Cryofibrinogen (CF) quantification method ( A ) and concentration according to the presence of fibronectin ( B ). (A) Radial immunodiffusion for fibrinogen antigenic quantification in cryoprecipitates. After 48 hours of cryoprecipitate diffusion in the gel, circles of precipitation ( white arrows ) appear and their diameters are measured to quantify fibrinogen according to an abacus. (B) CF concentration according to fibronectin semi-quantification (class 0–1–2) on electrophoresis-immunofixation (staining intensity).

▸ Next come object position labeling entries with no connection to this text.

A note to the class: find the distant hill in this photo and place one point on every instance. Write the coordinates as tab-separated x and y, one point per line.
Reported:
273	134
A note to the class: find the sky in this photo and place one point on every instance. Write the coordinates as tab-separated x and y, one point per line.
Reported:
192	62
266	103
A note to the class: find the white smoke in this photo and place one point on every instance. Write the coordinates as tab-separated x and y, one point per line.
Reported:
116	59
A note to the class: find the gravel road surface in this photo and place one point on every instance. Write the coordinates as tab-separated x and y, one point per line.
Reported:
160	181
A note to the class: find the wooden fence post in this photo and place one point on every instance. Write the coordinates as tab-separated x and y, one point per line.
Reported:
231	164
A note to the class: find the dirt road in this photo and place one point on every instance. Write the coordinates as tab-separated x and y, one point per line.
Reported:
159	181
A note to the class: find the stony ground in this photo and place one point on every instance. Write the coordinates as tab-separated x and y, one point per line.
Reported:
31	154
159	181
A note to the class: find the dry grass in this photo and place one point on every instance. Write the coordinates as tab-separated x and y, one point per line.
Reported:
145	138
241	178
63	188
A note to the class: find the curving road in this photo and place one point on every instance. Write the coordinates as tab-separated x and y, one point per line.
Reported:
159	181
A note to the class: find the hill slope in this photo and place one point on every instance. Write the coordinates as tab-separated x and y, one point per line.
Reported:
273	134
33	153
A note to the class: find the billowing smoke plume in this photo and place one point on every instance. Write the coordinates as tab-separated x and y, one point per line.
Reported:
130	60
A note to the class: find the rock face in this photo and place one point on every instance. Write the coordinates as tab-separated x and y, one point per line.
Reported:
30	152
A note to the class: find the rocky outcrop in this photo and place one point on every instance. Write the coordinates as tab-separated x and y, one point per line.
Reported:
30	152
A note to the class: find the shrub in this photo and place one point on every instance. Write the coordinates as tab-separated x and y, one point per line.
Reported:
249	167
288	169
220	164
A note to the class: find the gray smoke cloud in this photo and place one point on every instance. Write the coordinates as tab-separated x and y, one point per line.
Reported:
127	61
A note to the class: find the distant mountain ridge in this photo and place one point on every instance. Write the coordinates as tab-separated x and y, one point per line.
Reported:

Class 0: fibronectin negative in the cryoprecipitate; class 1: fibronectin positive+ in the cryoprecipitate; class 2: fibronectin positive + + in the cryoprecipitate; ** p  = 0.002; ns = not significant.

Fig. 4

Cryofibrinogen and inflammation. ( A ) CF concentration in mg/L in function of inflammatory state, noninflammatory group with CR p  < 10 mg/L and inflammatory group with CRP ≥ 10 mg/L. ( B ) CF concentration in mg/L in function of inflammatory state, noninflammatory group with plasma fibrinogen <4.2 g/L and inflammatory group with plasma fibrinogen ≥4.2 g/L. ( C ) CRP concentration in patients with transient CF (positive CF and negative CF). ( D ) Plasma fibrinogen concentration in patients with transient CF (positive CF and negative CF). CF, cryofibrinogen; CRP, C-reactive protein; ns, not significant. * p  = 0.02.